Our Group Companies are all highly respected in their fields and together provide a unique blend of solutions to help organisations navigate this threat. 


In this context, we enter FY26 with a strong pipeline and an expectation of delivering further growth in the year ahead."  

   

The Equity


There are some 23.8m shares in issue.


The larger holders include L Jones (12.3%), Philip Higgins, CEO (11.1%), Schroder Investment Management (10.8%), Dene Stacey (8.8%), and David Williams, Chmn (6.8%).


Broker’s View


On the back of the Trading Update, analysts Edward Stacey and Kimberley Carstens, at Cavendish Capital Markets, increased their estimates.


“We are increasing our revenue FY25E by 5.1% and EBITDA by 11.1%.


The trading statement refers to a positive demand environment and a strong order pipeline.


We believe the statement supports our FY26E and make no change to our FY26E forecasts.


We maintain our 78p target price.”


 

Their upgraded estimates for the 2025 extended trading period are for revenues to rise to £41.0m (£22.6m) while it swings from a £0.63m loss to an adjusted pre-tax profit of £0.6m, lifting earnings per share to 2.4p (0.26p).

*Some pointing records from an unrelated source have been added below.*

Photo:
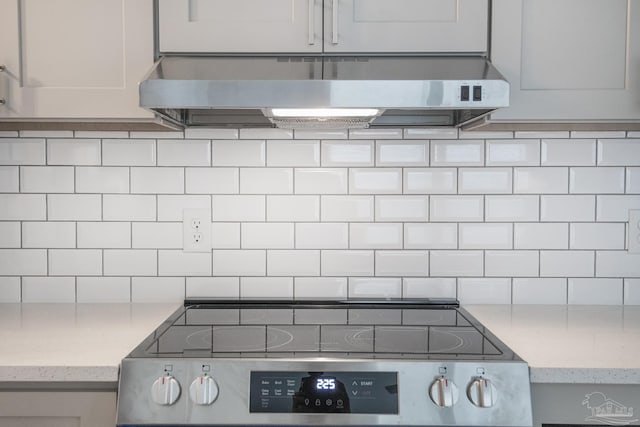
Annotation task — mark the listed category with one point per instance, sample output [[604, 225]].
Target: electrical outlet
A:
[[196, 230]]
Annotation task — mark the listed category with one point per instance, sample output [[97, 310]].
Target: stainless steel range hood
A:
[[253, 91]]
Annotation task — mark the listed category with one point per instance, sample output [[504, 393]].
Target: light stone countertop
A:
[[72, 342], [570, 343], [84, 343]]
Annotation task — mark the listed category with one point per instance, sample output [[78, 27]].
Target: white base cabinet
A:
[[74, 59], [568, 60], [57, 409]]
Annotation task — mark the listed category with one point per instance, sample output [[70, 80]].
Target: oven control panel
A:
[[324, 392]]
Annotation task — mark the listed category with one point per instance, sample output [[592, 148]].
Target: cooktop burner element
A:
[[403, 362]]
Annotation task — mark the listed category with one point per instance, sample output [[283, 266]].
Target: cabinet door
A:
[[74, 59], [240, 26], [406, 26], [568, 60]]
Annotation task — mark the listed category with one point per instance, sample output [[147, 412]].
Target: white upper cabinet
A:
[[240, 26], [296, 26], [405, 26], [568, 60], [74, 59]]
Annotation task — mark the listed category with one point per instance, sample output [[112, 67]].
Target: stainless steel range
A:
[[408, 363]]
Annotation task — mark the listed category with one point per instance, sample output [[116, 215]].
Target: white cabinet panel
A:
[[76, 59], [405, 26], [568, 60], [240, 25]]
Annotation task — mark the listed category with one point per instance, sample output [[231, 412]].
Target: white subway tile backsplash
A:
[[322, 235], [102, 179], [74, 207], [48, 290], [484, 291], [430, 236], [157, 289], [597, 236], [512, 208], [293, 263], [347, 263], [266, 180], [375, 287], [238, 208], [152, 235], [46, 179], [157, 180], [10, 235], [23, 262], [596, 180], [321, 181], [567, 263], [321, 288], [264, 235], [618, 152], [457, 153], [484, 180], [128, 152], [541, 236], [184, 152], [486, 236], [22, 151], [515, 152], [212, 180], [402, 263], [293, 153], [568, 152], [52, 234], [239, 262], [456, 208], [541, 180], [439, 287], [130, 262], [9, 179], [75, 262], [456, 263], [347, 153], [430, 181], [104, 235], [375, 181], [539, 291], [213, 287], [73, 152], [238, 153], [375, 236], [103, 290], [180, 263], [402, 153], [511, 263], [129, 207], [401, 208], [567, 208], [595, 291]]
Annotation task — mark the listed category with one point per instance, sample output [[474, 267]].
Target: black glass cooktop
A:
[[423, 329]]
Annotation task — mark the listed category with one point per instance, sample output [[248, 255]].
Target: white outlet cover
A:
[[196, 230]]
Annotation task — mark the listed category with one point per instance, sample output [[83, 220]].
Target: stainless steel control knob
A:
[[443, 392], [482, 393], [165, 390], [203, 390]]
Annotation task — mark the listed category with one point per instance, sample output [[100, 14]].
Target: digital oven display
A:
[[324, 392]]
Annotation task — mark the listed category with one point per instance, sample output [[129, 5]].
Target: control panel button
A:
[[203, 390], [165, 390], [482, 393], [443, 392]]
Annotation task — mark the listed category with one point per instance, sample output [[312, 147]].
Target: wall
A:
[[484, 217]]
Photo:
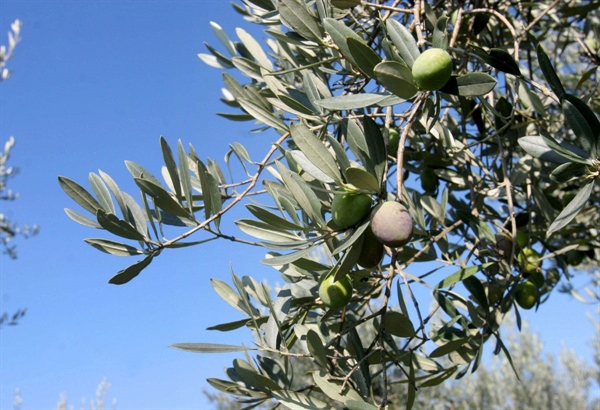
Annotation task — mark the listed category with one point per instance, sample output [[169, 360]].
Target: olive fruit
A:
[[504, 245], [335, 295], [350, 208], [429, 180], [432, 69], [393, 142], [392, 225], [526, 294], [529, 261], [371, 252]]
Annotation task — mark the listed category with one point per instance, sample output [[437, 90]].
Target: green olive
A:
[[335, 295], [432, 69], [350, 208], [526, 294], [529, 261]]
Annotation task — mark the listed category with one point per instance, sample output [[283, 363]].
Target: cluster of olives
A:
[[390, 225], [528, 261]]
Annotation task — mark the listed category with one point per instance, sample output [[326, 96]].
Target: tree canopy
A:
[[410, 200]]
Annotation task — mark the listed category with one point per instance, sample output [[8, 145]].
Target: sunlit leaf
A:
[[300, 20], [102, 193], [315, 151], [79, 194], [113, 248], [572, 209], [210, 347]]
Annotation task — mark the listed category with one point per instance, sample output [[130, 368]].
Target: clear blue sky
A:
[[96, 83]]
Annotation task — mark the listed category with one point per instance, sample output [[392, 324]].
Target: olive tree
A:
[[401, 185]]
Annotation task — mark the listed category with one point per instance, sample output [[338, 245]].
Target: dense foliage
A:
[[495, 173]]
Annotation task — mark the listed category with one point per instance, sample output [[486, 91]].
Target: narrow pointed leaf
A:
[[364, 56], [117, 226], [470, 84], [340, 33], [395, 77], [81, 219], [572, 209], [161, 197], [462, 274], [300, 20], [102, 193], [209, 347], [404, 41], [131, 271], [499, 59], [299, 401], [113, 248], [583, 122], [315, 151], [254, 48], [549, 73], [79, 194], [171, 166], [351, 101], [362, 179], [262, 115]]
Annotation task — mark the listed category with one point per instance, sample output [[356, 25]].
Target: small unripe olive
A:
[[432, 69], [335, 295], [393, 142], [429, 180], [350, 208], [391, 224], [526, 294], [529, 260]]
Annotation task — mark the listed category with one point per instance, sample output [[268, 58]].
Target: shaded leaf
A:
[[362, 179], [161, 197], [340, 33], [351, 101], [499, 59], [396, 77], [117, 226], [583, 122], [549, 73], [470, 84], [546, 149], [131, 271], [462, 274], [316, 348], [398, 324], [404, 41], [364, 56]]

For the year now underway to end-June 2026, the analysts go for £35.5m, with £1.1m profits and 4.5p per share in earnings.


My View


As the brokers note that driven by continually escalating tactics from cybercrime groups, growing complexity in threat environments, and increasing regulatory requirements and standards, the demand environment for cyber security providers is highly robust.


I refer readers to my comments on Tuesday 27th November last year, when I suggested:


“It is coming out of the rough and is now ready to play down ‘a fair lane’ going forward.


Recent contract wins, together with its strong pipeline for the second half-year, should help to support the group’s share price, currently just 33.50p, valuing the business at only £9m.


This group, I must warn readers, has only once performed close to my set Target Prices, so perhaps it is best to gain a ‘second opinion’ if you are thinking of following my views, but I have to say that I do like the business and consider it to be undervalued.”


This group’s shares look too cheap to ignore as its recovery continues.

ree

(Profile 14.04.20 @ 245p set a Target Price of 310p)

(Profile 23.03.22 @ 118p set a Target Price of 145p)

(Profile 06.11.23 @ 35p set a Target Price of 45p*)

(Profile 25.07.24 @ 45p set a Target Price of 56p*)

 

Asterisks * denote that Target Prices have been achieved since Profile publication.